I wonder if i'm missing some button when I'm creating a track for them.
They don't play when I bring up the browser with all the instruments, either.
Thanks for whatever help you can offer.
Cheers,
Doug vanderHoof


----------



## sinclair_tm (Mar 11, 2005)

I'll have to look at my GB and see if I can or not. But I know that there are requirements that must be met to use the real instruments. Being it's a G5, the CPU should be okay, but how much RAM do you have, and how much free hard drive space do you have?


----------



## Doug vanderBand (Mar 3, 2008)

sinclair_tm said:


> I'll have to look at my GB and see if I can or not. But I know that there are requirements that must be met to use the real instruments.
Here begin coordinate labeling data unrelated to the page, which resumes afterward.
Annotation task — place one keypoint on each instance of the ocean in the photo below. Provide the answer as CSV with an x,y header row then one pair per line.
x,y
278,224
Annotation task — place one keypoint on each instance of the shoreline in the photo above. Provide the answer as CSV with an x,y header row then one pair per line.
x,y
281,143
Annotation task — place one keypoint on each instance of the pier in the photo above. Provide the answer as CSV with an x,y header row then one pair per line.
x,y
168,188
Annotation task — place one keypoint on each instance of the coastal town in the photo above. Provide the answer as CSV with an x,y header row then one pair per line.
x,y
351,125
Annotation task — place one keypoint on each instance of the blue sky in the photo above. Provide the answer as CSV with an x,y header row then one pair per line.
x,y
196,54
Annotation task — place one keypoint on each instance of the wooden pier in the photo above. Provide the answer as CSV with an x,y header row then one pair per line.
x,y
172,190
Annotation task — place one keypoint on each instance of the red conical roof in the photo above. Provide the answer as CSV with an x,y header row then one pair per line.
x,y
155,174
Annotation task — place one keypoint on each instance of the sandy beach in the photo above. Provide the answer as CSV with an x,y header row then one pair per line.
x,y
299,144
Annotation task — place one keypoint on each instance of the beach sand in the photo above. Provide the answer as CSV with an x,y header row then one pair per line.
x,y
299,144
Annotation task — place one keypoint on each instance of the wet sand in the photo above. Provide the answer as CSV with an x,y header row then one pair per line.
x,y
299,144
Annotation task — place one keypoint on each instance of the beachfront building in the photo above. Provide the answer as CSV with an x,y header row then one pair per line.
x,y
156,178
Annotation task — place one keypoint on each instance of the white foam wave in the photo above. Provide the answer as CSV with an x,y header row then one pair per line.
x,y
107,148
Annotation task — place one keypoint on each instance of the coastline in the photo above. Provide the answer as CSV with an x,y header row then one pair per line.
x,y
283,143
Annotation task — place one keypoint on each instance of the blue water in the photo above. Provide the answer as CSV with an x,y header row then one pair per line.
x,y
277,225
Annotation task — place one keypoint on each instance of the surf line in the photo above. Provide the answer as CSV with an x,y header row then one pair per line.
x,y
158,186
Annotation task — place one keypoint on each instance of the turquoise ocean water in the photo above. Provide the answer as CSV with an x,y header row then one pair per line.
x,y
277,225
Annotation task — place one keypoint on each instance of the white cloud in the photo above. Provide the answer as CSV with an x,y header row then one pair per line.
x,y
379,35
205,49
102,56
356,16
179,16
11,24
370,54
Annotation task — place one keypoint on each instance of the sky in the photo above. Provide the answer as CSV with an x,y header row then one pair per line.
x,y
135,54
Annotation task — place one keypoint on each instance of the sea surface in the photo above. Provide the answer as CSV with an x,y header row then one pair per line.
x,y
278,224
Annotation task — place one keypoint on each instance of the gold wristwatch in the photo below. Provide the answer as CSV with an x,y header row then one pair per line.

Being it's a G5, the CPU should be okay, but how much RAM do you have, and how much free hard drive space do you have?


Sinclair,
Thanks. 
3gigs of ram and about 60 gigs on that drive.
Doug


----------



## sinclair_tm (Mar 11, 2005)

Okay, I messed with GB tonight, and from what I can tell, real instruments are just that, real, not computer generated, so unless you have a mic or midi plugged in, you will not get any real instruments.


----------



## d-thinkerdotcom (Feb 11, 2008)

I do not own a Mac, but I make music on XP. Some advice:

There are 2 ways to connect midi to any computer PC, or Mac.

1

You buy a cheap midi kit that connects by USB. The problem with this is latency, the Midi is connected to the keyboard, if you push a key on the piano connected by Midi by USB or USB 2.0 there will be a time delay.

2

The Mac may have a sound card with Midi (see back of Mac). Then you can buy some Midi cables, and connect the keyboard to it.

3 

Buy a soundcard and put it in the Mac. I highly regarded one os audiphile 2496 as it is quite cheap! You can also do digital recording with this, as it has digital input and output(coaxial).


----------